Mit 30, nach den Paralympics in Sydney, war Schluss mit dem Rennrollstuhl-Fahren. Boric wollte sich neu sortieren, beruflich umorientieren. "Ich war müde und hatte keine Lust mehr." 15 Jahre trieb er überhaupt keinen Sport. Vor zwölf Jahren zog er mit seiner Frau Stefanie nach Menzelen-West, wagte 2011 den Schritt in die Selbstständigkeit und berät und coacht seither deutschlandweit Unternehmen der Gesundheitsbranche.

Zu seinem Leidwesen nahm er in der Zeit an Gewicht zu, bekam immer häufiger Schmerzen an der Schulter, den Gelenken, vor allem den Handgelenken. Vor zwei Jahren zog Drazen Boric die Reißleine, tauschte den Rennrollstuhl gegen das Handbike und fuhr los. "Schon nach drei, vier Tagen habe ich gemerkt, dass die Schmerzen weniger wurden". 18 Kilogramm speckte er ab Boric nahm Kontakt zu Errol Markklein, einem Produktentwickler im Sportbereich, auf und ließ sich ein Handbike anfertigen. Markklein war's, der Boric überzeugte, das Ganze wettkampfmäßig zu machen. 2016, in Hamburg, da ist er zum ersten Mal an den Start gegangen und im guten Mittelfeld ins Ziel gekommen. "Da habe ich Blut geleckt", gibt der 47-Jährige zu, der jeden Tag 70 Kilometer zurücklegt, einen 30-er Schnitt und im Wettkampf einen 40-er Schnitt fährt, sich selber einen Trainingsplan erarbeitet, seine Schwächen analysiert, genauso seine Stärken.

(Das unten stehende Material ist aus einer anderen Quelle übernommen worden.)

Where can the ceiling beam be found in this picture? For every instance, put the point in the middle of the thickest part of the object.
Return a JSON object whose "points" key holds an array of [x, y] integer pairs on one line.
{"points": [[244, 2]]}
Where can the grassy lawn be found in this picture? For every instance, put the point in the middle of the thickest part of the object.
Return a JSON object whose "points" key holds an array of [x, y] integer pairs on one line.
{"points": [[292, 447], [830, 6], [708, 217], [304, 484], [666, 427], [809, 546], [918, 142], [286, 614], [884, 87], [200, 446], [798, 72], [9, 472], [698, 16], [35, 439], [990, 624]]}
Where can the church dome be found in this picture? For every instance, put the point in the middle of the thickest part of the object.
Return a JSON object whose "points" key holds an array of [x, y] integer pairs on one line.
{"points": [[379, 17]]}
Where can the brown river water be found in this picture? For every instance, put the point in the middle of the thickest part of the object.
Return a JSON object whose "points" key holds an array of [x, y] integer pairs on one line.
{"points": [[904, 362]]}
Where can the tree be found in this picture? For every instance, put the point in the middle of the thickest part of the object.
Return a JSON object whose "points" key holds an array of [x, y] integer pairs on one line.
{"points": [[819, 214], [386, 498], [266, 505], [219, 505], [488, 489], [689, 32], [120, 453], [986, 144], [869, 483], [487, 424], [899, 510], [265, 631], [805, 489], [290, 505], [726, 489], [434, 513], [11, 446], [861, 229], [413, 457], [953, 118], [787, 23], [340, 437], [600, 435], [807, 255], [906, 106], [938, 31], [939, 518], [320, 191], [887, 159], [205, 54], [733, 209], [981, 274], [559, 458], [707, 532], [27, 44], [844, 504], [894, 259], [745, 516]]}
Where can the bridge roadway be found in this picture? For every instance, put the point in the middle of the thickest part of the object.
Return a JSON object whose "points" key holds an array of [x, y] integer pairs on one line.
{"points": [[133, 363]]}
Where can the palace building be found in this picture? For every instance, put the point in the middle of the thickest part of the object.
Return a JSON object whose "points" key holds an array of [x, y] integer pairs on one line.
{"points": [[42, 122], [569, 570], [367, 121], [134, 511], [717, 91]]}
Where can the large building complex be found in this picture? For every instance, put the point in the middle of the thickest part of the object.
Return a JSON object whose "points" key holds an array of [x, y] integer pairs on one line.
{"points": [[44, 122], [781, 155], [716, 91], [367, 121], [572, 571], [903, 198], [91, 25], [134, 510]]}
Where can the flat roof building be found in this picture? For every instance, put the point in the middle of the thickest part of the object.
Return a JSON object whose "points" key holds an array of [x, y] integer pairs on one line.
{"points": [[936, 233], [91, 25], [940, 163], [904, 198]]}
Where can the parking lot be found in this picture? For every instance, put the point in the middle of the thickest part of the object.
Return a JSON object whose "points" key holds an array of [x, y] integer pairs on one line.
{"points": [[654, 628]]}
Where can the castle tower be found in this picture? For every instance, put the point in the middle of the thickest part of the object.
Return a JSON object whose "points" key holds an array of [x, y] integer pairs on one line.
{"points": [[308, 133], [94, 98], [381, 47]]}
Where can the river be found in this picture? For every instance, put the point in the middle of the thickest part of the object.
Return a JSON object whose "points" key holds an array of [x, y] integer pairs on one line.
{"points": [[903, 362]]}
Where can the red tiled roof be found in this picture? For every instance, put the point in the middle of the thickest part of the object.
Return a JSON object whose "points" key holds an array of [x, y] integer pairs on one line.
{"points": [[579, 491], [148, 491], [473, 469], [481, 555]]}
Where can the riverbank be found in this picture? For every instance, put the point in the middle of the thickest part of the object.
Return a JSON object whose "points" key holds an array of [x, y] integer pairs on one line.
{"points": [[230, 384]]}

"Am Berg bin ich extrem gut, auch im Sprint. Ich habe mir in den letzten zwölf Monaten eine Tempo-Härte antrainiert". 2017 stand für ihn im Fokus, das Leistungsniveau der deutschen Spitzenfahrer zu erreichen und an ihnen vorbeizuziehen. "Ziel erreicht", sagt Boric. Nächstes Jahr will er bei den Europa- und Weltcups dabei sein.

Am Material wird's nicht liegen, wenn er seine Ziele nicht erreicht, sagt er selber. Denn er fährt seit Jahresanfang ein auf Maß gefertigtes, 15.000 Euro teures Handbike, gesponsort vom Team Sopur. Im April 2018 will Drazen Boric in Rosenau im Elsass (Frankreich) beim ersten Rennen der Saison für Handbiker starten. Bis dahin wird trainiert, jeden Tag, bei schlechtem Wetter auf der Rolle in der Garage. "Es geht im Leben doch immer nur um eines: um Anerkennung", antwortet er auf die Frage nach dem "Warum?". Und sagt ganz klar: "An dem Tag, an dem ich merke, dass es keinen Spaß mehr macht, höre ich auf."